Help:Extension:Translate/Translation memory architecture

From mediawiki.org
Jump to navigation Jump to search

This documentation explains the current architecture (as of 2020-10) of a translation memory implemented in the Translate extension. Target audience is developers and other people interested or tasked to improve the translation memory architecture.

What is a translation memory[edit]

The simple purpose is to speed up the translation process by suggesting similar previously translated segments.

Database 1:

id | translations
--------------------------------------------------
 1 | en: Are you a bunny rabbit?
   | fi: Oletko sinä pupujänis?
--------------------------------------------------
 2 | en: Who are you?
   | fi: Kuka sinä olet?

If you are now translating a string “Are you a human”, the translation memory may return one or more suggestions. Usually a score is given how closely they match to the original string, and this score is also used to select the best candidates.

Translation memory output 1:

Query | value: Are you a human?
      | source language: en
      | target language: fi
----
Sug 1 | value: Oletko sinä pupujänis?
      | match: 80%
----
Sug 2 | value: Kuka sinä olet?
      | match: 60%

Why is a translation memory hard to implement[edit]

The most essential feature of a translation memory is the function to calculate the score (later: scoring function). The function should aim to find a balance of:

  1. finding the best suggestions as judged by the translators
  2. being performant in the senses that it returns suggestions in a reasonable time and does not consume too much computing resources

Why is finding the best suggestions difficult[edit]

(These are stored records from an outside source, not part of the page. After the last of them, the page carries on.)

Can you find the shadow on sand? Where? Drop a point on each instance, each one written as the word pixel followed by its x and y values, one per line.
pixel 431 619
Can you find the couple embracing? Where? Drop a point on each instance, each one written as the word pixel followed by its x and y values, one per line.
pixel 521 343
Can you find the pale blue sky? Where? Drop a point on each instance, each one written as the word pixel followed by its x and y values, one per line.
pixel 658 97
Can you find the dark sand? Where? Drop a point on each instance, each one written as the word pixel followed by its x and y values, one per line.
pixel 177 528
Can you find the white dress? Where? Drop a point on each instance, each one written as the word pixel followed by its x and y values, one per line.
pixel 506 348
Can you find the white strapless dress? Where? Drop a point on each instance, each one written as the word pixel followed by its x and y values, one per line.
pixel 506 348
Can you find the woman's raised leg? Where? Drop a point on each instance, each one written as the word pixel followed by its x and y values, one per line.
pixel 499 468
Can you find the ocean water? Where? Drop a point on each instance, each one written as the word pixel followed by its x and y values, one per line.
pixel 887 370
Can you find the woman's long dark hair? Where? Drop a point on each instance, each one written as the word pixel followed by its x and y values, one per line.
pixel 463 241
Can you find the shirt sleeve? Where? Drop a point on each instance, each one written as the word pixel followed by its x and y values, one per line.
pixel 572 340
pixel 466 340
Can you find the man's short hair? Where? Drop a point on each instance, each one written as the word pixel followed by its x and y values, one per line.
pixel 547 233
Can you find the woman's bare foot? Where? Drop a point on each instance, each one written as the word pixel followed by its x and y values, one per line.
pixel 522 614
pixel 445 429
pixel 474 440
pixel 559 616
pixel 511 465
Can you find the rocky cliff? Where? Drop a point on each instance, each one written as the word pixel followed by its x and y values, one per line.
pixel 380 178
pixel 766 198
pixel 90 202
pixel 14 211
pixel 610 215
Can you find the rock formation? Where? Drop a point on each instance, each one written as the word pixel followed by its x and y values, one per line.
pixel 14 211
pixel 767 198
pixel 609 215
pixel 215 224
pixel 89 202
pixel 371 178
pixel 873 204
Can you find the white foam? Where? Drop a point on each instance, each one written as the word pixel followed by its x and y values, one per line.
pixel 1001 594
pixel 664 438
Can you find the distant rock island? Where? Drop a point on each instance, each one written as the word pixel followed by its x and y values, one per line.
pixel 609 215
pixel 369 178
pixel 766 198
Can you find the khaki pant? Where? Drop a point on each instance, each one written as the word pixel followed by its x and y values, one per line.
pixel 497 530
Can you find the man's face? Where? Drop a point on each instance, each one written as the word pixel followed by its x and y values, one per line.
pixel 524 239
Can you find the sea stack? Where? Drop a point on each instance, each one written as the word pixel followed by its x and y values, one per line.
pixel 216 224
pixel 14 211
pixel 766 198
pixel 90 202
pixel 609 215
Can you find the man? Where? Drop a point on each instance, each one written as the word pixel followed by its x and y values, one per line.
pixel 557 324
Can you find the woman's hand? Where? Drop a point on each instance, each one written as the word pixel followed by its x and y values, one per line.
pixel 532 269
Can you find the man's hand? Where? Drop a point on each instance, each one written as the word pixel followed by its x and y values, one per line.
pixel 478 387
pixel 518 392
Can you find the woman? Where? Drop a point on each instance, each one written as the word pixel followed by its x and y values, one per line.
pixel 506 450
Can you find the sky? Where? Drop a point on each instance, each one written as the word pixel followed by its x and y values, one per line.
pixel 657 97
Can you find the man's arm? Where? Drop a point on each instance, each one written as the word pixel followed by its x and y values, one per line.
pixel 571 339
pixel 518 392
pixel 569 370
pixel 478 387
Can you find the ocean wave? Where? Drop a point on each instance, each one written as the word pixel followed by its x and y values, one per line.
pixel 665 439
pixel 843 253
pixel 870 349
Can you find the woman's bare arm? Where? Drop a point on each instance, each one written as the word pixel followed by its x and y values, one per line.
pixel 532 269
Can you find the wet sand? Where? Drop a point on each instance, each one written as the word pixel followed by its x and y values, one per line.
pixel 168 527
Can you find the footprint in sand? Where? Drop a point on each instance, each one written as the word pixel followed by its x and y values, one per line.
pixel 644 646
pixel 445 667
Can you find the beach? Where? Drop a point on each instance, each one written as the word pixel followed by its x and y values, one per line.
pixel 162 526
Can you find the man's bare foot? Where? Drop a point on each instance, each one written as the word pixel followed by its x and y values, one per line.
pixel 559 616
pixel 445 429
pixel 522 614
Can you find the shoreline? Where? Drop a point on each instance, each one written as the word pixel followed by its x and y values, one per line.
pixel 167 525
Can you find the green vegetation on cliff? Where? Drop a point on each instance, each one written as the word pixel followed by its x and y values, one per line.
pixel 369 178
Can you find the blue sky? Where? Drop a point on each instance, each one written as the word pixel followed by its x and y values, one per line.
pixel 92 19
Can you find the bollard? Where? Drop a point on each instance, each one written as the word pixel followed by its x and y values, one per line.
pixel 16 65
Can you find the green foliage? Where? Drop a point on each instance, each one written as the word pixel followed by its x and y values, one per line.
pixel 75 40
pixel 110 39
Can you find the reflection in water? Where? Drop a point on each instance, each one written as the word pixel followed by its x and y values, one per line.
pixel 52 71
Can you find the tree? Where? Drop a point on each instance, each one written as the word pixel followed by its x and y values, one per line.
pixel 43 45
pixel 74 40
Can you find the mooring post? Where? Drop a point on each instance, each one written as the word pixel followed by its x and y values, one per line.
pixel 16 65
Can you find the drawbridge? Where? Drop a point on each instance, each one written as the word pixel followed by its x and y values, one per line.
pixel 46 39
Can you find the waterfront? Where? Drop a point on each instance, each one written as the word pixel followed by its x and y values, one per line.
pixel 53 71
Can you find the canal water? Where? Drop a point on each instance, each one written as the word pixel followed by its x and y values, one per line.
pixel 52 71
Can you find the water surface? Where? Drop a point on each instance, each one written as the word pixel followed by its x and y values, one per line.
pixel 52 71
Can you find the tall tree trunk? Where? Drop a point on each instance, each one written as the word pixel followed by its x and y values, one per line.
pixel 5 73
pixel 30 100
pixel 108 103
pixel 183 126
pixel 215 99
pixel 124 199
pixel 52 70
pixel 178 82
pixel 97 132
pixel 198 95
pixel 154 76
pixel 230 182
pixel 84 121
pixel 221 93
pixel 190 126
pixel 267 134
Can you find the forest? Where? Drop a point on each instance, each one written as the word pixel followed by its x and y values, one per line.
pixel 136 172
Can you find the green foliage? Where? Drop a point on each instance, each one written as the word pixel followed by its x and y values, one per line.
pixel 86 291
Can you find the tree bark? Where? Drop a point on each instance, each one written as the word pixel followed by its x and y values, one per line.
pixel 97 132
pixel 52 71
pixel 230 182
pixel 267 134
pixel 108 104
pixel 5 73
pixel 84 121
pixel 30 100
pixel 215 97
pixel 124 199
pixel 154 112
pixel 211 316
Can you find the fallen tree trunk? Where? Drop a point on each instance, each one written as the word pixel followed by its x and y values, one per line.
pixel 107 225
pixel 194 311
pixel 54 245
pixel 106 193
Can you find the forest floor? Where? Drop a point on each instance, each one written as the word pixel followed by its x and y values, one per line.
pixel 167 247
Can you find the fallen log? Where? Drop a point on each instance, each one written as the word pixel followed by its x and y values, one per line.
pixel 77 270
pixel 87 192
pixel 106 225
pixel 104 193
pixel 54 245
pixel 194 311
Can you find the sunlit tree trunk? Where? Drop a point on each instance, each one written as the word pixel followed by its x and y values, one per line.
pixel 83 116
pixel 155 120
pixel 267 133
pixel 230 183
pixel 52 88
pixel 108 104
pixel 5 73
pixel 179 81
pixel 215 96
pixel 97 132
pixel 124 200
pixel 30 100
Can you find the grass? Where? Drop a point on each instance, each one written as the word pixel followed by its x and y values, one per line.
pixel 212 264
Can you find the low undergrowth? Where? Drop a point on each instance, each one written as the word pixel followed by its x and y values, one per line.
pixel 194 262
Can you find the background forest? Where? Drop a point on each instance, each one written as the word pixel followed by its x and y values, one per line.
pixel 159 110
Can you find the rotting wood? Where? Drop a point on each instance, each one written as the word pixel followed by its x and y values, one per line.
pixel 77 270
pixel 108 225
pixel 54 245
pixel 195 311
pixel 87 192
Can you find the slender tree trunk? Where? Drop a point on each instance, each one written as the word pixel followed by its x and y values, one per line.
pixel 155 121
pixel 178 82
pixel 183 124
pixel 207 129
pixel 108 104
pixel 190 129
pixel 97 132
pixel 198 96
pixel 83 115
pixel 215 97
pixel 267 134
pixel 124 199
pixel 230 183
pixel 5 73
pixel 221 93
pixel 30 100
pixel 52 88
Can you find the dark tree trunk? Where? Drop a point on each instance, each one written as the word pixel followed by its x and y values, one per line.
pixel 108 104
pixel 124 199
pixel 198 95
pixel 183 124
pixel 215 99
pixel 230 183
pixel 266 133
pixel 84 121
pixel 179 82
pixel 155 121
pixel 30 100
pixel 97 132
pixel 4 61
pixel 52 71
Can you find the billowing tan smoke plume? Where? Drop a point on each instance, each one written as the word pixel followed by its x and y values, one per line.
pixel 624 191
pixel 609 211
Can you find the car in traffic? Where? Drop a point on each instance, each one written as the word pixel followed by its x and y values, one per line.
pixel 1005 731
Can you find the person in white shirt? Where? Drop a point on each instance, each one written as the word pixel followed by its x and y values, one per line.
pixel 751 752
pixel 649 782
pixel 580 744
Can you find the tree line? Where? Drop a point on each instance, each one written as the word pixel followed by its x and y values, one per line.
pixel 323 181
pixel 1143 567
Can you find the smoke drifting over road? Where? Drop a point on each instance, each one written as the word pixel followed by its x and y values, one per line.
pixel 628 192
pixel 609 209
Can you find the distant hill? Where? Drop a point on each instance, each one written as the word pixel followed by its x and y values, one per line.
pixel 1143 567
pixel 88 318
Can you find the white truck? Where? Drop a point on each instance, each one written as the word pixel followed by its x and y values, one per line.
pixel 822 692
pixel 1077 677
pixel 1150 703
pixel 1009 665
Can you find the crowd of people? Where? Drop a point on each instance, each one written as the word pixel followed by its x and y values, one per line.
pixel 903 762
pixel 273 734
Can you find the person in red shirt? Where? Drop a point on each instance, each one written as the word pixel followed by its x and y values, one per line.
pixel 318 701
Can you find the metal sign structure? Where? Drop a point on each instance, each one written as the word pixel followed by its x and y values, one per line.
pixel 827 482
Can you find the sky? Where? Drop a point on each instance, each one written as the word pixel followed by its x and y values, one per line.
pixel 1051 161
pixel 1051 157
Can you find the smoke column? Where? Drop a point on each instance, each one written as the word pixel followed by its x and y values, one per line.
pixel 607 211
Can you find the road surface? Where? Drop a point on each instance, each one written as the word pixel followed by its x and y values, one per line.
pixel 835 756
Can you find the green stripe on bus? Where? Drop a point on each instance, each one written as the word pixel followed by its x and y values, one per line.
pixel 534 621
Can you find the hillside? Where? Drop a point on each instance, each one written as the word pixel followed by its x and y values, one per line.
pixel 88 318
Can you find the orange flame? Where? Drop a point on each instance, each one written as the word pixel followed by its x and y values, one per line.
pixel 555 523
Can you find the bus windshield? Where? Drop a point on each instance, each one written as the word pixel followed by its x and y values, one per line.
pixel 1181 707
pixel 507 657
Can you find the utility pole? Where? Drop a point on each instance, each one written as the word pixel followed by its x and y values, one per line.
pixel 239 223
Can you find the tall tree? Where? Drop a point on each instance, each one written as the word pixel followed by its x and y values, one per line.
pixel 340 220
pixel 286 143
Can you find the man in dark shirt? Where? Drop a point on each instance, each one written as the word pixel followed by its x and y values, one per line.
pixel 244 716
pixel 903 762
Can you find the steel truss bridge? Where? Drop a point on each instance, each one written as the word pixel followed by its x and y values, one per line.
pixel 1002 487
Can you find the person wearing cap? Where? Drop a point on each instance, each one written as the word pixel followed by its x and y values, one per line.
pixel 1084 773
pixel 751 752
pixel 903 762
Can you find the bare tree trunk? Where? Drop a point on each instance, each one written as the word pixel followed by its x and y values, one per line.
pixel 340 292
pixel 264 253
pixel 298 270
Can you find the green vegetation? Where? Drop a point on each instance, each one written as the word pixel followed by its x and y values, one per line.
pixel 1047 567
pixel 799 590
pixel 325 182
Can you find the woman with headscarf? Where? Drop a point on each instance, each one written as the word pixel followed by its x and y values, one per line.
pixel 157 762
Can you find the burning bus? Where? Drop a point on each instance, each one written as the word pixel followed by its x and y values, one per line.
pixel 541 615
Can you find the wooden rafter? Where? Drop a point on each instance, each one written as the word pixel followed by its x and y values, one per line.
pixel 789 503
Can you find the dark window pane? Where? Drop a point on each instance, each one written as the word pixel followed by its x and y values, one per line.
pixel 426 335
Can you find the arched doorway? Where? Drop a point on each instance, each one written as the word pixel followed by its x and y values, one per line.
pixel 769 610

Both of these are difficult things to do. What is a best suggestion is a subjective measure, and any kind of large scale human evaluation is laborious to execute. As an illustration of the challenges here:

Database 2:

id | translations
----
 1 | en: Where is the highway?
   | fi: Missä se maantie on?
----
 2 | en: Germany has a number of old highway strips
   | fi: Saksassa on useita vanhoja lentokoneiden varalaskupaikkoja
----
 3 | en: The old highway strip was 1111 meters long.
   | fi: Vanha lentokoneiden varalaskupaikka oli 1111 metriä pitkä.

Which one would be the best suggestion for “Where is the old highway strip?”. A naive system would return document #1 since it has four words in common. However, the translator likely can write the translation of “where is ___” very quickly, but may not be sure what is the best translation for “highway strip”. In this case documents #2 and #3 would have provided an answer to this question. Of these #3 would potentially be better match against the likely translation of “Missä se vanha lentokoneiden varalaskupaikka on?” given it has long section of words that can be used directly “vanha lentokoneiden varalaskupaikka” (apart from fixing the case of one letter) while the the document #2 would need correction of multiple words to be grammatically correct. Fixing them takes more time than removing and adding complete new words.

Why is it difficult to make a performant scoring function[edit]

Performance is determined by the complexity of the scoring function. A simple equality comparison using a hash (which can be precomputed) is very fast, and it doesn’t really matter how many times we run it. But something more useful, such as a Levenshtein edit distance, takes (usually, depending on the implementation) polynomial time depending on the length of strings that are being compared. So when we are trying to calculate a score for a long paragraph, it can take a good portion of a second for one scoring, so it is not possible to do thousands of such slow comparisons.

There are, of course, some optimizations, such as filtering out candidates that are too short or too long compared to the query string, meaning they would never meet the minimum score.

How Translate implements translation memory[edit]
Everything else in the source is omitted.